Из прелестных голубых глаз Анны хлынули слезы.
«Вся беда в том, что к тому времени я… умерла!»
Я успокаивал ее, как мог, и в какой-то момент заметил, что мы говорим по-французски: и я, и она. Я привлек ее к себе и поцеловал в висок. Прядь ее душистых волос щекотала мне щеку.
«Je t’adore… — охваченный нежностью, прошептал я. — Je t’adore[6]…»
Кто-то тряхнул меня за плечо, и я очнулся. Это была моя мать, Берта Евгеньевна Крапивина.

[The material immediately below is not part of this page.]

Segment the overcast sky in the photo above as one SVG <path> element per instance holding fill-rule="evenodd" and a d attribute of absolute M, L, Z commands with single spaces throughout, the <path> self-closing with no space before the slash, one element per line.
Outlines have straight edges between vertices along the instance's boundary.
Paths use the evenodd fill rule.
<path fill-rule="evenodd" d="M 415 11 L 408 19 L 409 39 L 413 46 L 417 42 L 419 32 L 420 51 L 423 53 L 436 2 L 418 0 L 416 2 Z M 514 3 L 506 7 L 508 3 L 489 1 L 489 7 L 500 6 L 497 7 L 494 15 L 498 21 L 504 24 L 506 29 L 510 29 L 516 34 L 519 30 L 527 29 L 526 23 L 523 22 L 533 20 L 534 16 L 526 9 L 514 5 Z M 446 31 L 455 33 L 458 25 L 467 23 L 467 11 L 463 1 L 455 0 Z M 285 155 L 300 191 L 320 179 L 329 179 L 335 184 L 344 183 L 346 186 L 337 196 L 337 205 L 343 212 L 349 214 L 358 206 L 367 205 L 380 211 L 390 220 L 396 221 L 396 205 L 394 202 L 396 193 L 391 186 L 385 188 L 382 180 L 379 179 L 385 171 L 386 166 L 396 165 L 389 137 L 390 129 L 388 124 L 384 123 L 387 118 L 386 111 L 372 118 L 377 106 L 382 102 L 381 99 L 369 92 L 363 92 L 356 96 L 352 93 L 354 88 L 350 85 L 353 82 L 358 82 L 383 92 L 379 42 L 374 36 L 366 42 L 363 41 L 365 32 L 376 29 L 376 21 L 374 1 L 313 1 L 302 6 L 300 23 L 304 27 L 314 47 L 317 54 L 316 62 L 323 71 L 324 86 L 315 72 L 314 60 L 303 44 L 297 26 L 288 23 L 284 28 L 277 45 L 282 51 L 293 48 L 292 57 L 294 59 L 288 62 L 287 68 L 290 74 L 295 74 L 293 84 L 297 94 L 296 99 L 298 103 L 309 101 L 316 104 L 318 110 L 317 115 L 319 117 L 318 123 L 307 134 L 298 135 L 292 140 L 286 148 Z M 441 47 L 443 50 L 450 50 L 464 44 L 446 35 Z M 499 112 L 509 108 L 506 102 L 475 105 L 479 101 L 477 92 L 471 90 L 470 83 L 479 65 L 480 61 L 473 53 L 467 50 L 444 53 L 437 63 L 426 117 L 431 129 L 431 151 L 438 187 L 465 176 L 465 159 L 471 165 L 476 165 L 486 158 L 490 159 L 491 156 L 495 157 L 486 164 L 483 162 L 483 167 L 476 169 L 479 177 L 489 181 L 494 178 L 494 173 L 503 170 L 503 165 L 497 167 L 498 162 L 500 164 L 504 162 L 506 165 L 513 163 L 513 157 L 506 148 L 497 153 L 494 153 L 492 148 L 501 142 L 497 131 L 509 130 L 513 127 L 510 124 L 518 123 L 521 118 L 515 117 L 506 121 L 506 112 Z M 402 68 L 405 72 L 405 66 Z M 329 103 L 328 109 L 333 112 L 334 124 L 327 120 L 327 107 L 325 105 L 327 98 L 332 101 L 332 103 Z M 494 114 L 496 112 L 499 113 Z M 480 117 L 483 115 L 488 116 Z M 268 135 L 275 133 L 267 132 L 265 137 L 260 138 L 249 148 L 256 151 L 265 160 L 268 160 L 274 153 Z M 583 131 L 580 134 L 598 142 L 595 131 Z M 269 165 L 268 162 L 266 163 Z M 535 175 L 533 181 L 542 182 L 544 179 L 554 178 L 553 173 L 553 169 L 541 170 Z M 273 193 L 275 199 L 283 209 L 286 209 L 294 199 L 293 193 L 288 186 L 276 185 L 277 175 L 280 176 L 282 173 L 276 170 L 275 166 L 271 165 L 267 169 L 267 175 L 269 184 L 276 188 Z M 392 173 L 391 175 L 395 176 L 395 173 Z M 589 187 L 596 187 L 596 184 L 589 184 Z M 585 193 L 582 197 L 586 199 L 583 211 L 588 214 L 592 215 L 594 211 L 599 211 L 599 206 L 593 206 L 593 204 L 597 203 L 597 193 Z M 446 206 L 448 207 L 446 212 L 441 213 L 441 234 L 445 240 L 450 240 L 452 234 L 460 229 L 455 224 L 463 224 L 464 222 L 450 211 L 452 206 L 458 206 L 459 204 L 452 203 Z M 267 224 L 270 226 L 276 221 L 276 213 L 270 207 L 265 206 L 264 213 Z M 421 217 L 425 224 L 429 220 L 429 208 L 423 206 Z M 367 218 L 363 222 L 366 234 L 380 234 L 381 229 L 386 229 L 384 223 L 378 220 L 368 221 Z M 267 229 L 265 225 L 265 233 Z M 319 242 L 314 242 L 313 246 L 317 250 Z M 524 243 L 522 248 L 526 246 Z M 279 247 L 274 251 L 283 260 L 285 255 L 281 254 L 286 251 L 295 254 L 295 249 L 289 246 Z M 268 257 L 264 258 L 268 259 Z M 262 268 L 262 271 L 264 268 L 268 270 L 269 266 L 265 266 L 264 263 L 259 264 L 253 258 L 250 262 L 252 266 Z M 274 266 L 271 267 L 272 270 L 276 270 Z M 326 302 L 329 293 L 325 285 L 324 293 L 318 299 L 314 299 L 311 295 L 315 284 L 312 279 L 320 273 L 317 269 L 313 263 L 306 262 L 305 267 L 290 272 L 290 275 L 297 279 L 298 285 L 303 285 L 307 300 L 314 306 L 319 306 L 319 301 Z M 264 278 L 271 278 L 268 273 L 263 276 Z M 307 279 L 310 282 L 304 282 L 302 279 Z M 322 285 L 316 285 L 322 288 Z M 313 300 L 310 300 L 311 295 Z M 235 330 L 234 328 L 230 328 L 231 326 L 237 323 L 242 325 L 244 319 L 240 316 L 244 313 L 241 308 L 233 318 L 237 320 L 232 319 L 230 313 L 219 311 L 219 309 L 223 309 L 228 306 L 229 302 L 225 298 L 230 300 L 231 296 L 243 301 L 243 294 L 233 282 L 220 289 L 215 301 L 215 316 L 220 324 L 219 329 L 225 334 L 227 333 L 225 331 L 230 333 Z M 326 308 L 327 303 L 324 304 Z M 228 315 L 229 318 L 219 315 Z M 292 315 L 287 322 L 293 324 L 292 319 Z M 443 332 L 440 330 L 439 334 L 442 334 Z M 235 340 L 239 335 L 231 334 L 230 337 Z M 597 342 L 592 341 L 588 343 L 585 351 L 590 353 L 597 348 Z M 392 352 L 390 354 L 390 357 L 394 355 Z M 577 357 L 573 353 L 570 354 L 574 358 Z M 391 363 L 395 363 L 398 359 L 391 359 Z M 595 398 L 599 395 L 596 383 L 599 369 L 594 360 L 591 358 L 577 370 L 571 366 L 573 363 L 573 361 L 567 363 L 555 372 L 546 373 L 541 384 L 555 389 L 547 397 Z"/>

— Нико-о!.. Нико!.. — взывала она, нависая надо мной. — Проснись!..
— Что? — вскинулся я.
— Ты говорил во сне.
Я приподнялся и сел, медленно приходя в себя. Говорить во сне не входило в мои привычки.
— Правда? И что же я выболтал? Военную тайну?
Я отшучивался, но мой кислый юмор только встревожил матушку. Неужели я проговорился о сестре? Не может быть. Внутренний запрет, который я наложил на эту опасную тему, должен был сработать.
— Ты бормотал по-французски, — сообщила она, округлив глаза. — Я ничего не поняла.